As for the rest of the industry, a report from New York comptroller Thomas DiNapoli on Wednesday found that “arts, entertainment, and recreation employment declined by 66 percent” in the city between December 2019 and December 2020—the sharpest drop among any of its economic sectors over that time. A day later, the Otis College of Art and Design’s annual report on California’s “creative economy” delivered the grim news that the state had shed 175,000 arts-aligned jobs, amounting to a 13 percent reduction in employment. (Los Angeles County took an even harder hit, with about one-quarter of its creative workers left unemployed.)
Granted, it’s messy to extract many specifics about our niche industry from these studies, since they mash together data on everything from the visual and performing arts to fashion and spectator sports. But you only get declines as dramatic as these if every member of the group is suffering.
Besides, we have plenty of targeted evidence of the harm done to the arts. The Whitney laid off another 15 staffers last Monday in response to its $23 million budget deficit. The Met has been pilloried for the last two weeks after signaling that it may deaccession works to raise funds to help care for the collection in light of losing $150 million since March 2020.
Further west, the Museum of Contemporary Art Los Angeles announced just before Valentine’s Day that director Klaus Biesenbach would transition into a new role as artistic director, making room for an incoming executive director who could laser-focus on the institution’s monetary and operational challenges. Over the last fiscal year, the museum’s revenue is down more than one-quarter, and its membership is down nearly one-third, per the Los Angeles Times.

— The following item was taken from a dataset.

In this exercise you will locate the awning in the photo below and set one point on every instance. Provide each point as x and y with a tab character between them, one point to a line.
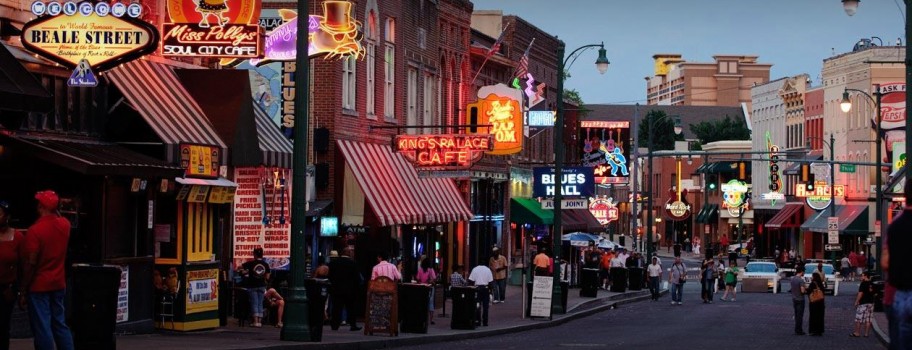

Also, at the end of January, the Museum of Contemporary Art Chicago cut another 41 jobs (17 full-time, 24 part-time), even after having slashed its budget nearly 30 percent last summer.
In short, apart from the fiefdom of dealers, the coronavirus has ignited a junkyard blaze across the US art landscape. Museums are desperate to return to pre-pandemic attendance levels as soon as possible. Yet they can only do what municipal, state, and federal officials allow them to do, and that guidance has too often been cobbled together based on incoherent analysis and special interests. It hasn’t even been bad in a consistent way; instead, different cities and states have imposed and relaxed wildly different restrictions at wildly different junctures since the crisis began.
All of this means we need political and public-health leaders to land on a clear, sensible metric for declaring the pandemic under control. The flu standard of 100 deaths a day would satisfy those conditions. But even if officials agree, we still likely have months’ worth of ground to cover before we reach that destination—and plenty of arts organizations and arts workers won’t make it that far without additional help.